WASHINGTON (AFP) — "Downbeat" US economic reports expected in the coming months will not justify a new interest rate cut, Federal Reserve governor Randall Kroszner said Friday.
"A sequence of data releases consistent with the rough patch for economic activity that I expect in coming months would not, by themselves, suggest to me that the current stance of monetary policy is inappropriate," Kroszner said in a speech prepared for an Institute of International Finance conference in New York.
The Fed released the text of his speech in Washington.
Kroszner, who said he was speaking on his own behalf and not the central bank's, noted a run-up in oil prices and a weakening of the dollar since the Federal Open Market Committee (FOMC) slashed its base federal funds rate by a half-point to 4.75 percent on September 18. It was the central bank's first rate cut in four years.
That rate cut, and a subsequent quarter-point reduction to 4.50 percent on October 31, were taken to ease a credit crunch related to the US housing slump.
"With those actions, however, the downside risks to economic growth now appear to be roughly balanced by the upside risks to inflation," Kroszner said.
"The prices of oil and other commodities continue, of course, to be a source of major uncertainty for the overall inflation outlook," he added.
The central bank governor, a member of the FOMC, said: "In the near term, the economy will probably go through a rough patch during which a number of economic data releases may be downbeat."
Those include home sales, which he expected to "weaken further," and consumer spending, which will be "constrained" by the housing crunch and imminent interest-rate resets on about 450,000 home mortgages per quarter until the end of 2008.
Rising uncertainty in the business sector "could lead to reductions in capital spending plans."

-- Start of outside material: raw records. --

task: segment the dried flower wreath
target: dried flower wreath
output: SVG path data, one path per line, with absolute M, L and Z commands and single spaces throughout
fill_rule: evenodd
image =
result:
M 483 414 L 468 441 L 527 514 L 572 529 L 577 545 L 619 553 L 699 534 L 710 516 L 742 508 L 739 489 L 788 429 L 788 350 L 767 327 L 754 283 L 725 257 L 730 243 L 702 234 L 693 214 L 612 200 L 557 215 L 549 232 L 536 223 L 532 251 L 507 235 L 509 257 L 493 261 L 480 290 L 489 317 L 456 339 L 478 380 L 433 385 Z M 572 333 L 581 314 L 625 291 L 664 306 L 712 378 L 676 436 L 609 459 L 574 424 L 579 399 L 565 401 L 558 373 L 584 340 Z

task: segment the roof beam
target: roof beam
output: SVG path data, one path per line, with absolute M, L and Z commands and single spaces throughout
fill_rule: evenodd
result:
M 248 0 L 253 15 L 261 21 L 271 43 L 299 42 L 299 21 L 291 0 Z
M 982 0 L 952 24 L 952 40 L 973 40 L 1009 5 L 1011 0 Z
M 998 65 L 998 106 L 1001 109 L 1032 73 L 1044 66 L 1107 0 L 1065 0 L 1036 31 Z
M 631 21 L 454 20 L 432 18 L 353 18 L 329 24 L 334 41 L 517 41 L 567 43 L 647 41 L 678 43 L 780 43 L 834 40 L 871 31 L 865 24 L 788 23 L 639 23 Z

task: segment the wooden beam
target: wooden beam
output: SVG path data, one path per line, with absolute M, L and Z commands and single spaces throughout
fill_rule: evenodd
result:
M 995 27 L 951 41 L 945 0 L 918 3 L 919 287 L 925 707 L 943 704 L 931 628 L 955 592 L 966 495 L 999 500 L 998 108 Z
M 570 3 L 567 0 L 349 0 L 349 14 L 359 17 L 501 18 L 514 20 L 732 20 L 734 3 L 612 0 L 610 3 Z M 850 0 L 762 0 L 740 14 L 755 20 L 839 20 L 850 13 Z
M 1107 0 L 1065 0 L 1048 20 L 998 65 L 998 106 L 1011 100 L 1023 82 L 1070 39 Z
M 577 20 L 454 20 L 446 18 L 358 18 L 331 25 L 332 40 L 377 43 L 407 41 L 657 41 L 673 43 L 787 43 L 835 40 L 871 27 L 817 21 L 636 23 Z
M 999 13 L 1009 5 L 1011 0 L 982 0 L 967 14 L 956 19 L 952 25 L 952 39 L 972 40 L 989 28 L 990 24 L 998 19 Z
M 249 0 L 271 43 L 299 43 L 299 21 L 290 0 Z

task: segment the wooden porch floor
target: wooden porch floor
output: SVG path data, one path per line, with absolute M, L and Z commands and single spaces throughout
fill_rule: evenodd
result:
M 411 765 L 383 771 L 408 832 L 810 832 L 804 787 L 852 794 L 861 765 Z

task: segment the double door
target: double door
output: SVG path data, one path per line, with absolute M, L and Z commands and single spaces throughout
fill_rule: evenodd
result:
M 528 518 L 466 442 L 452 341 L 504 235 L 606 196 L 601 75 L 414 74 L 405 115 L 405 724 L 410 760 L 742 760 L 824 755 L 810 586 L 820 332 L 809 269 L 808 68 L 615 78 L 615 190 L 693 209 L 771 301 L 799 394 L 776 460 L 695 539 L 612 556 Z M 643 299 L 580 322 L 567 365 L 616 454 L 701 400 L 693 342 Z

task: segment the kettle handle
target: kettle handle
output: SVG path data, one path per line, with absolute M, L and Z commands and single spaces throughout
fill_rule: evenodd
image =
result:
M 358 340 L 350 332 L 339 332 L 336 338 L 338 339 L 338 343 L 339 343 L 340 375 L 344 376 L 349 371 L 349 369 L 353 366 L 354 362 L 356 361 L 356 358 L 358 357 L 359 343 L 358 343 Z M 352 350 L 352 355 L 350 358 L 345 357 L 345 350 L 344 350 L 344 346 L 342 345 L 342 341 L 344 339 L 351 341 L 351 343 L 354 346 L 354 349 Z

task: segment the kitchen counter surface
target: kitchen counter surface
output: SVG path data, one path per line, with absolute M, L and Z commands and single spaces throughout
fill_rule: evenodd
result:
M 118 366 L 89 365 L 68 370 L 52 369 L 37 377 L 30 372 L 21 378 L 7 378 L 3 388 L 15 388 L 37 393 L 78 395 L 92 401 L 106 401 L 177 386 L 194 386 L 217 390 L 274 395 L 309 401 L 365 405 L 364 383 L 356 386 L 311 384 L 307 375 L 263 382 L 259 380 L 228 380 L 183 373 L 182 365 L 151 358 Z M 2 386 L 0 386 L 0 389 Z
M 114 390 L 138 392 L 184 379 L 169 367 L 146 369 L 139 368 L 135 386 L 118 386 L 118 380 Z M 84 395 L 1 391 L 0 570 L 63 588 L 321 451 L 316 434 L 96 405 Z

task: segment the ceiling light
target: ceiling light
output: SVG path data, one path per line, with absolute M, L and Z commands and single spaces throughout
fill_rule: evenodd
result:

Although inflation expectations have also remained "reasonably well-anchored," oil and commodity prices are still a key risk factor in the inflation outlook and "spill-overs from the latest run-up in crude oil prices could begin to put upward pressure on core inflation," he added.
In sum, Kroszner said: "The economy seems poised to grow for a while at a noticeably slower pace than it did during the summer."
Lehman Brothers analysts ruled out Friday a rate cut at the next FOMC meeting on December 11.
"Recent Fed speakers have continued to stress the uncertainties around the forecast for both growth and inflation and their desire to see more data before easing further. We continue to look for the Fed to pause in December, but to ease 75 basis points by mid-2008," they wrote in a note to clients.